At a recent Native American Pow Wow at Little Theater on the Farm in Fort Edward, New York, all those old stereotypes were brought to mind as I was visiting with my good friends, Rick and Carolyn Hunt, Abenakis from New Hampshire who perform as The Laughing Couple: Carolyn tells Native American stories from the Eastern woodlands while Rick creates a mural representing the tale.
We were sitting together at their camp on the Pow Wow grounds, with the steady heartbeat of Native American drums in the background, when I noticed a man who’s not dressed in the usual Native regalia. As a matter of fact, he looks like a cowboy. Rick leaves the conversation to get a cup of coffee and to our great surprise, he returns with the cowboy!
“This is Ernest and he has the smallpox blankets we ordered,” Rick announces as an introduction.
Without missing a beat, Carolyn responds, “Do you also have the tainted beef we requested?”
Now you know why they’re called the “Laughing Couple”.
And thus began our conversation with Ernie Sites, a real-life cowboy who says things like “Pleased to meet you, ma’am” and waxes his moustache and talks like, well, like a cowboy. And he’s the real deal – a “ranch-raised cowboy from Idaho whose voice can calm the orneriest of herds.”

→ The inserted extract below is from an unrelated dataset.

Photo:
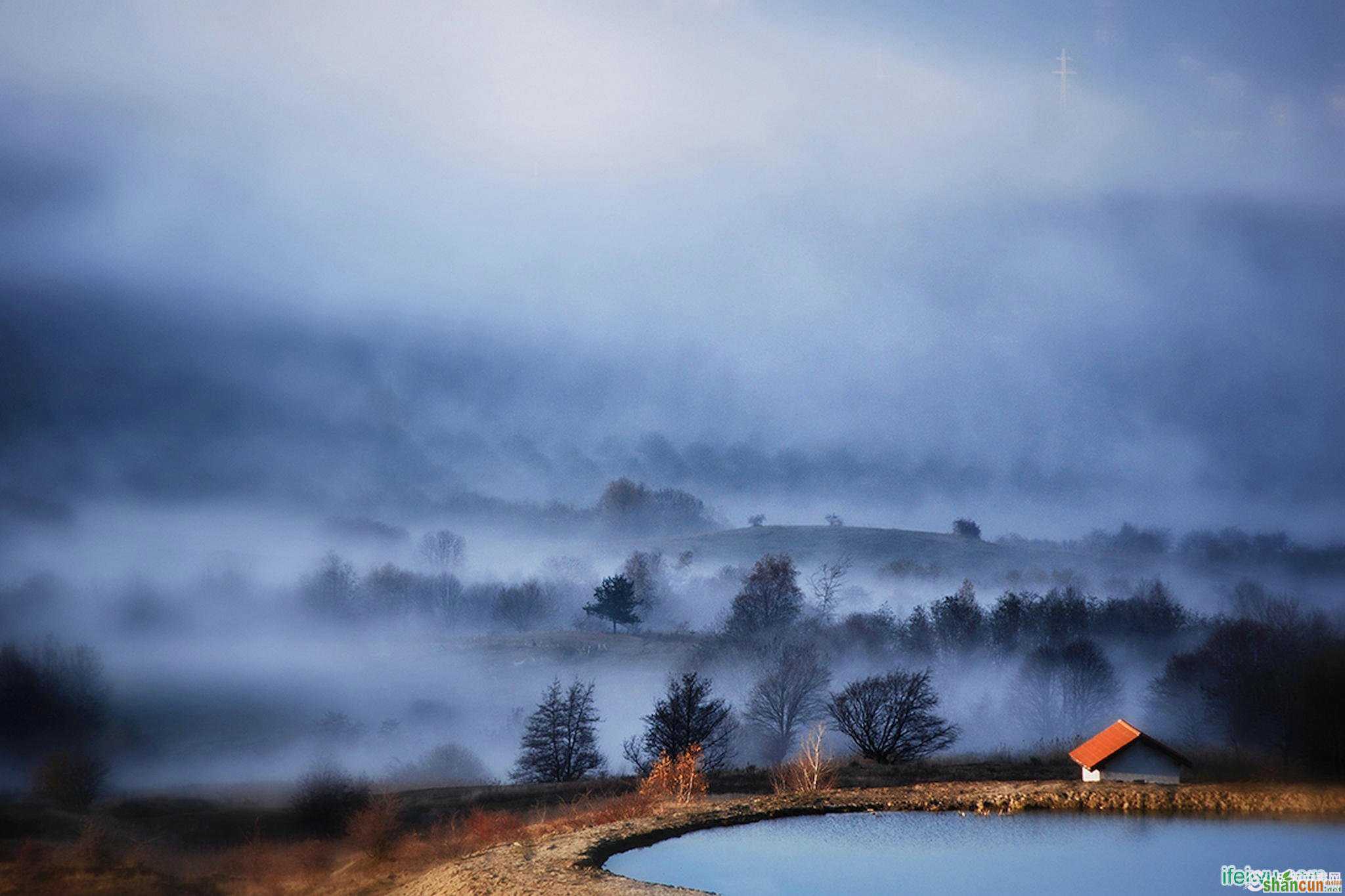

As we got to know him over the weekend, we discovered that he also uses that voice as a talented musician, storyteller and cowboy poet. “I grew up listening to my grandaddy telling us kids stories,” he told us. “Then I’d go out and tell those stories to all my friends. I guess that’s how I got started in this business.”
He now travels throughout the country, performing traditional and original western songs, yodeling, storytelling and trick roping. And he write his own poems.
Stereotypes and historical conflicts were put aside as Rick, Carolyn and Ernie told stories over numerous cups of coffee, finding common ground as performers sharing their respective traditions with their audiences.
We all agreed that this striking juxtaposition of cultures sharing the warmth and light of an evening campfire was a small taste of what world peace might someday look like. A simple conversation, an open heart and contagious laughter.
As a society, there is still much to do on the road towards acceptance, equality and inclusivity. Sometimes it starts in the smallest of ways, and any place is a good place to begin. I have faith we’ll get there.